J.T. Rogers’ compelling new play about America’s covert involvement in Afghanistan’s war on Russia benefits from a host of fine performances.

Jeremy Davidson, Jefferson Mays, and Michael Aronov
in Blood and Gifts
(© T. Charles Erickson)
Jeremy Davidson, Jefferson Mays, and Michael Aronov
in Blood and Gifts
(© T. Charles Erickson)

Playwright J.T. Rogers pulls back the curtain on America’s covert involvement in Afghanistan’s war with Russia in his compelling new play, Blood and Gifts, playing at Lincoln Center Theater’s Mitzi E. Newhouse Theatre. Directed with understated theatricality by Bartlett Sher, the production, both swirling and static, is filled with a host of fine performances.

Theatergoers will find that it may take a while to get their bearings in the play, which centers on James Warnock (Jeremy Davidson), a CIA operative in Pakistan on a mission to aid the Afghans in their efforts to beat the Soviets. On behalf of the U.S. government, he can supply rebels with arms, but only in secret, working through Inter-Services Intelligence, which is run by Pakistani Colonel Afridi (Gabriel Ruiz), who has an agenda of his own in the efforts.

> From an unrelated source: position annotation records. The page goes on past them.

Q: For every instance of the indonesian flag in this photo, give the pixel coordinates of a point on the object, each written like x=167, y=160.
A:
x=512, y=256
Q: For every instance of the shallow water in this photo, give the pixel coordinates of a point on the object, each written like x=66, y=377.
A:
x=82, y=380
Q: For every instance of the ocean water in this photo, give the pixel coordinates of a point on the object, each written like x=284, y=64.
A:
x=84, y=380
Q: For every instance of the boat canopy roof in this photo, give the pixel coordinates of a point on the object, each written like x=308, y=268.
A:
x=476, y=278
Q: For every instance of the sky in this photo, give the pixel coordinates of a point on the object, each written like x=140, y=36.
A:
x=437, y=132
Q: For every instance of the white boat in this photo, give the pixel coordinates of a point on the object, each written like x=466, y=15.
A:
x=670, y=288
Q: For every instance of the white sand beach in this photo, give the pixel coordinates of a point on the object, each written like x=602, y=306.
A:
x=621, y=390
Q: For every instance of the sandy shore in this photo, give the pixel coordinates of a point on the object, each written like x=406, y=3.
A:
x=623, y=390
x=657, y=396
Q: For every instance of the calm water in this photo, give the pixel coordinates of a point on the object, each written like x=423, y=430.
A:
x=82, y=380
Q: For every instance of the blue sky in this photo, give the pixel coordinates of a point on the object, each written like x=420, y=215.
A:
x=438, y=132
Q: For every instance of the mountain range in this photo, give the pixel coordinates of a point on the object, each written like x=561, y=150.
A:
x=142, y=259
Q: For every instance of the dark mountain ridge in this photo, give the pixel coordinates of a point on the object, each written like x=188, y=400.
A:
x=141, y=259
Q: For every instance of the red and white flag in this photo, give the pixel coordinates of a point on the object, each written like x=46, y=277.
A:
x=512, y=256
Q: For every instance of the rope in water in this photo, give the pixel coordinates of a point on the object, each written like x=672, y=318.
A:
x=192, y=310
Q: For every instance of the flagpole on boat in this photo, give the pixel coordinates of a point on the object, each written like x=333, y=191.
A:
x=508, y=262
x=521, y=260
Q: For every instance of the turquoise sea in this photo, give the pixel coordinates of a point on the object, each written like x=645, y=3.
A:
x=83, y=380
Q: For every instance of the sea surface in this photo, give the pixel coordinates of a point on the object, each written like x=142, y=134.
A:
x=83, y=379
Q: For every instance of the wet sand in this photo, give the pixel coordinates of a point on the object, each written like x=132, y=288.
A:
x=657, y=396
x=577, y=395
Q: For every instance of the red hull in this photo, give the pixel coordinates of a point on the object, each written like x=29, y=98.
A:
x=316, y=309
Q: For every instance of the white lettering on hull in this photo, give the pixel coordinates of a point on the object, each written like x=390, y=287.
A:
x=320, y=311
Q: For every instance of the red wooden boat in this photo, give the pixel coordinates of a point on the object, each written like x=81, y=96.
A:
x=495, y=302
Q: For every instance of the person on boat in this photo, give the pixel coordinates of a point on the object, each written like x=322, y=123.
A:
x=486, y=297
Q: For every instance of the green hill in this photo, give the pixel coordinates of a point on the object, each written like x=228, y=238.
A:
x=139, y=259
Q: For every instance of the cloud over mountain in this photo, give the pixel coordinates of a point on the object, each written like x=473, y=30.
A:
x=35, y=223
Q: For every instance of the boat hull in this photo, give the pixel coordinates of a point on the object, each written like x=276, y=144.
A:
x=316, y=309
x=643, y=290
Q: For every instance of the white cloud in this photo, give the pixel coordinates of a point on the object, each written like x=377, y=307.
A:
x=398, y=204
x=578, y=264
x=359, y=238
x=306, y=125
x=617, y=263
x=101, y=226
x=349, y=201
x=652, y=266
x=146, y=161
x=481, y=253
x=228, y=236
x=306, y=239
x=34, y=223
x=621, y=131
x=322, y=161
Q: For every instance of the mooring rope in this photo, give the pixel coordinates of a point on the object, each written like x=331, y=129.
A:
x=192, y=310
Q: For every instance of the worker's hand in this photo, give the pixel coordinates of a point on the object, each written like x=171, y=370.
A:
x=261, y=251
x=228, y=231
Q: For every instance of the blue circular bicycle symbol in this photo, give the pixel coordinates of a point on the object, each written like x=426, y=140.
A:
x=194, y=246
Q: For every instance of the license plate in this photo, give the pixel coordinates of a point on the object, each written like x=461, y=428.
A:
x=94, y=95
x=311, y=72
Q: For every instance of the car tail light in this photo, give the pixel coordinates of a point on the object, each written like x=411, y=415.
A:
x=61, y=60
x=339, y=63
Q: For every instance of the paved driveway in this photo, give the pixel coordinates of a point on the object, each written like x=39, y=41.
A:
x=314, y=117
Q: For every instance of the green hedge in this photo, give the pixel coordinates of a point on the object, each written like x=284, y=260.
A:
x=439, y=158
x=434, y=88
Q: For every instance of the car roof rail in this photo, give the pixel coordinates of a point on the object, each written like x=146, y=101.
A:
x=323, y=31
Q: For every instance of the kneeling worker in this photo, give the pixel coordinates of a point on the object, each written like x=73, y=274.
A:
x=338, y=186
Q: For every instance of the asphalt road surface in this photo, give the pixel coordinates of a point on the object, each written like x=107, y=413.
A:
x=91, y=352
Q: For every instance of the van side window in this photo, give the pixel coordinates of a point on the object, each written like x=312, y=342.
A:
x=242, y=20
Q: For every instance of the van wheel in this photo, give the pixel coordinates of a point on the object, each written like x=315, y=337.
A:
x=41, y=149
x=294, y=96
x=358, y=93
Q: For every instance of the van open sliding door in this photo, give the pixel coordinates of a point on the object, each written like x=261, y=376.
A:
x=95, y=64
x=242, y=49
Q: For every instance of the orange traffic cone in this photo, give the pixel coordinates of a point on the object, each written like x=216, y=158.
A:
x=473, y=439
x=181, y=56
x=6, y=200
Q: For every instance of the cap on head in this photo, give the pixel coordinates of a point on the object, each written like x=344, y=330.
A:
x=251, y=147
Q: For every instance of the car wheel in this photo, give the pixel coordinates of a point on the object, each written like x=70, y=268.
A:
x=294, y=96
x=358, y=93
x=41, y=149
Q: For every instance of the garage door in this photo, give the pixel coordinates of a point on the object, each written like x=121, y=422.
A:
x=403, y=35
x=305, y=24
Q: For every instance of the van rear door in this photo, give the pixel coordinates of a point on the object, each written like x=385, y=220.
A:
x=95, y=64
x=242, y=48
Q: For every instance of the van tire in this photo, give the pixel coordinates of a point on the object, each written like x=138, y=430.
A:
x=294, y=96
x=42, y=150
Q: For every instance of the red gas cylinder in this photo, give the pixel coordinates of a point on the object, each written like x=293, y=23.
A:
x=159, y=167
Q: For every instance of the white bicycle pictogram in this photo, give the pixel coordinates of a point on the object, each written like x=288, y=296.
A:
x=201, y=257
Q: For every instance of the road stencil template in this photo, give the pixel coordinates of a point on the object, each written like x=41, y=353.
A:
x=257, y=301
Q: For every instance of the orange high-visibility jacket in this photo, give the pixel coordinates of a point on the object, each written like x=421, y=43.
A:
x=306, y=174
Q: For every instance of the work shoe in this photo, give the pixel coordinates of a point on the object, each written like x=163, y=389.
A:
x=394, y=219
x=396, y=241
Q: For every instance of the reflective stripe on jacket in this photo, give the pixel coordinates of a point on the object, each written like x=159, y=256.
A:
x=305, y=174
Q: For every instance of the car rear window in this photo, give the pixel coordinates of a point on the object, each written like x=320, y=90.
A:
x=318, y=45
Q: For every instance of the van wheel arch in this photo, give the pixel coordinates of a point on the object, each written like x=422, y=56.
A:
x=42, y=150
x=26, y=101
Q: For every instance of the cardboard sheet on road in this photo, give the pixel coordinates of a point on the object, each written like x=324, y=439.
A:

More upfront is Warnock’s ally, British secret service agent Simon Craig (Jefferson Mays), even as the ultimate goals of KGB agent Dmitri Gromov (Michael Aronov) are tantalizingly elusive.

Blood and Gifts follows these men over the course of 10 years — along with Afghan warlord Abdullah Kahn (Bernard White) — as a diplomatic chess game unfolds, where loyalties shift in surprising and often discomfiting ways. In the process, Rogers reveals how the men each pay a high price in their personal lives for their unyielding commitment to their work.

Their struggles are brought to life with an often immaculate eye for detail and terrific precision, particularly by Mays. He not only reveals surprising depths to the milquetoast Englishman, but also lands each of the character’s cutting barbs to hilarious effect.


Equally impressive are White’s turn, which is infused with a terrific sense of dignity and ultimately deep humanity as his dealings with the Americans takes its toll on him and his family, and Aronov’s performance, which carries a grand mix of gregariousness and menace.

As the man buffeted by these characters, Davidson turns in a ruggedly tweedy performance that initially seems strangely disconnected. But before the play has ended, audiences have come to realize why his turn has been crafted to stay at an emotional distance.

In addition, when the action shifts briefly to the U.S., the production boasts a trio of superb cameo performances from Andrew Weems as a political speechwriter, Jon Procaccino as Warnock’s pragmatic and politically shrewd superior, and Robert Hogan as a Southern senator who carries the swing vote that will escalate America’s involvement in the Afghan-Soviet conflict.

There’s a certain Shakespearean quality to the play, where themes of procreation and sacrifice intertwine like verbal leitmotifs, that is mirrored in Michael Yeargan’s handsomely spare scenic design, which is backed with a gray wall where often an almost Medieval representation of a mountainous landscape is presented (lit with painterly skill by Donald Holder).

It’s an uncomfortably beautiful depiction of a treacherous terrain that Americans have come to know all too well from the headlines. And, before the play has ended, Rogers has painted a chilling portrait of why this distant region continues to dominate the consciousness not only of the U.S., but the globe.